Some politicians deal with stress by exercising. Others watch mindless TV. Prime minister Malcolm Turnbull likes to go to the opera. So let’s resist calling him a snob. He’s had a tough week, the poor guy.
After all, he made a clear decision. Decisions must be really hard for Malcolm: he’s made so few of them since coming to the top job.
And the prime minister didn’t make any old decision. Malcolm decided to prorogue parliament. Perhaps no one in the Commonwealth of Australia was more delighted with this news than me. He removed the mantle of the most (in)famous prorogation of parliament from my shoulders. I really should send him a thank you card. Or perhaps a bottle of wine. I’ll have to look up the year in which Malcolm was born.
Not only did the prime minister prorogue parliament, but also he moved the budget a week early to 3 May. Running a cabinet government, as he does, Malcolm was careful to ensure that changing the date of the budget was no captain’s call. Important ministers were consulted. Legal advice was sought. Letters to the governor general were drafted. Only then, in a hastily-arranged cabinet phone hook-up on the morning of the announcement, did Malcolm tell the treasurer, Scott Morrison, that he had to hand the budget in a week early.
The prime minister sought to downplay his own admission that the treasurer is not a member of his inner circle. Malcolm explained that he works with ScoMo “as closely together as you can.” I’m sure that’s true, in a Julianna Margulies/Archie Panjabi kind of way.
The prime minister not only prorogued parliament and moved the budget, but he also launched an election campaign! No wonder he’s so tired. Well, a pseudo-campaign, hurtling Australia to a possible double-dissolution election on 2 July.
But while the nation might have thought Malcolm launched the Turnbull government’s re-election campaign, Tony popped up to remind us that it Malcolm was really running a campaign to re-elect the Abbott government. A vote for Malcolm is a vote for Tony. A new campaign slogan, perhaps?
But the prime minister, understandably, was not keen to borrow a slogan from Tony Abbott. So Malcolm instead borrowed one from Selina Meyer.
To be fair, the prime minister didn’t straight-out steal the Veep’s slogan “Continuity with Change.” We all know that Malcolm will, with agility and innovation, choose to use more words than strictly required to underline, to stress, and to underscore the imperative importance and significant, vital message he strives to impart. Turnbull transmogrified the fictitious Meyer’s slogan to fit his reality: “There is continuity and there is change.”

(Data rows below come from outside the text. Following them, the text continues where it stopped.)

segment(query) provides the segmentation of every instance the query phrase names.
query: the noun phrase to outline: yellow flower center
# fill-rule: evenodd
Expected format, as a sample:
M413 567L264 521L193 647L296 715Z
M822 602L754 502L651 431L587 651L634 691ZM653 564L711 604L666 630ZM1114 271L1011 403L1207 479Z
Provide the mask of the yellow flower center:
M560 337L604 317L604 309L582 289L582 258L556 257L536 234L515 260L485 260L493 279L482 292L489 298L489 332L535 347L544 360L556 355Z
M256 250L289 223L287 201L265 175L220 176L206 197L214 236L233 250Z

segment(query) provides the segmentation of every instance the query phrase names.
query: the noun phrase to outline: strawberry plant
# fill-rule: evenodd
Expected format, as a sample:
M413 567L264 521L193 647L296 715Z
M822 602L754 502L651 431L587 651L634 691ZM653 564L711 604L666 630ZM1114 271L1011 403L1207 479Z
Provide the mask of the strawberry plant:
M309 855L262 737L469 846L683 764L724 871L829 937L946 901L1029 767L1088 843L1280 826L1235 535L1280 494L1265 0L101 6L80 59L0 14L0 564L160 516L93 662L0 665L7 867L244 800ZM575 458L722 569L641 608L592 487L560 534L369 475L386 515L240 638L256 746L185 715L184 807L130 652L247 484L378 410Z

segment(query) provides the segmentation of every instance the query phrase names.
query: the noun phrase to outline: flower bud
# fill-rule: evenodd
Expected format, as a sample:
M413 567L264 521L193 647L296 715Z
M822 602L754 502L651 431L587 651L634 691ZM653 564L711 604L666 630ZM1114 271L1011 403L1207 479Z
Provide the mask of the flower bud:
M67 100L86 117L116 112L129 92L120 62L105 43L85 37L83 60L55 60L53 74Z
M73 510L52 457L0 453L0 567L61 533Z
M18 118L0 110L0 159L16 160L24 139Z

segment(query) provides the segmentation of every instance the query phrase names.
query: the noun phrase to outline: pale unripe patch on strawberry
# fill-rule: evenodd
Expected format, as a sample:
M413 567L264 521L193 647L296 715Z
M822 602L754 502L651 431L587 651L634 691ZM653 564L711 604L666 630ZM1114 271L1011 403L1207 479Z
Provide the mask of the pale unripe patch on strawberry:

Granted, Malcolm’s version won’t look as snappy on the side of a bus, but then again, the era of three-word-slogans is over.
Selina Meyer was unimpressed. In fact, she was dumbstruck.
She wasn’t the only one. Dumbstruck is how the prime minister must have felt when he heard the news – at a press conference, no less – that the NSW 2011 state election was back to bite him on the arse.
Yes, the NSW Liberal party’s greatest election triumph. Their sweetest victory of all. Between Icac and the NSW Electoral Commission, Australia keeps finding Liberal stains across the underpants of that election. There was the cricket team of Liberal MPs hauled before Icac and allegations of wads of cash given in paper bags in the back of a Bentley. Liberal premier Barry O’Farrell resigned for misleading Icac. Still to come are the Icac’s findings about Australian Water Holdings, its donations to the Liberal party, and Icac’s conclusions about its former chairman, Arthur Sinodinos.
And now, just when Malcolm wants to campaign on the ABCC and union corruption, along comes an extraordinary ruling from the NSW Electoral Commission that the NSW Liberal party “washed” donations in 2011 funds from prohibited donors through the Free Enterprise Foundation.
Until the Free Enterprise Foundation comes clean in its list of donors, the NSW Electoral Commission chairman Keith Mason (former NSW court of appeal president) is withholding $4.4m and all future administration funding from the NSW Liberal party. Who was treasurer of the NSW Liberal party during this glorious time? No less than Turnbull’s cabinet secretary and trusted lieutenant, Arthur Sinodinos.
Cue the calls from the Australian for a royal commission into Liberal party fundraising. OK, OK – that’s my April Fool’s joke for the week.
(As an aside, really guys, I’m humbled by the extremes you would go to in order to defeat me and my Labor colleagues, but you shouldn’t have. Really, you shouldn’t have. And if this is how you conduct yourselves in a relatively sure thing, how are you going to behave in a tougher, closer election?)
So I say let’s cut Malcolm some slack for going to the opera. To each their own. Even prime ministers need a break now and then at the end of a hard week.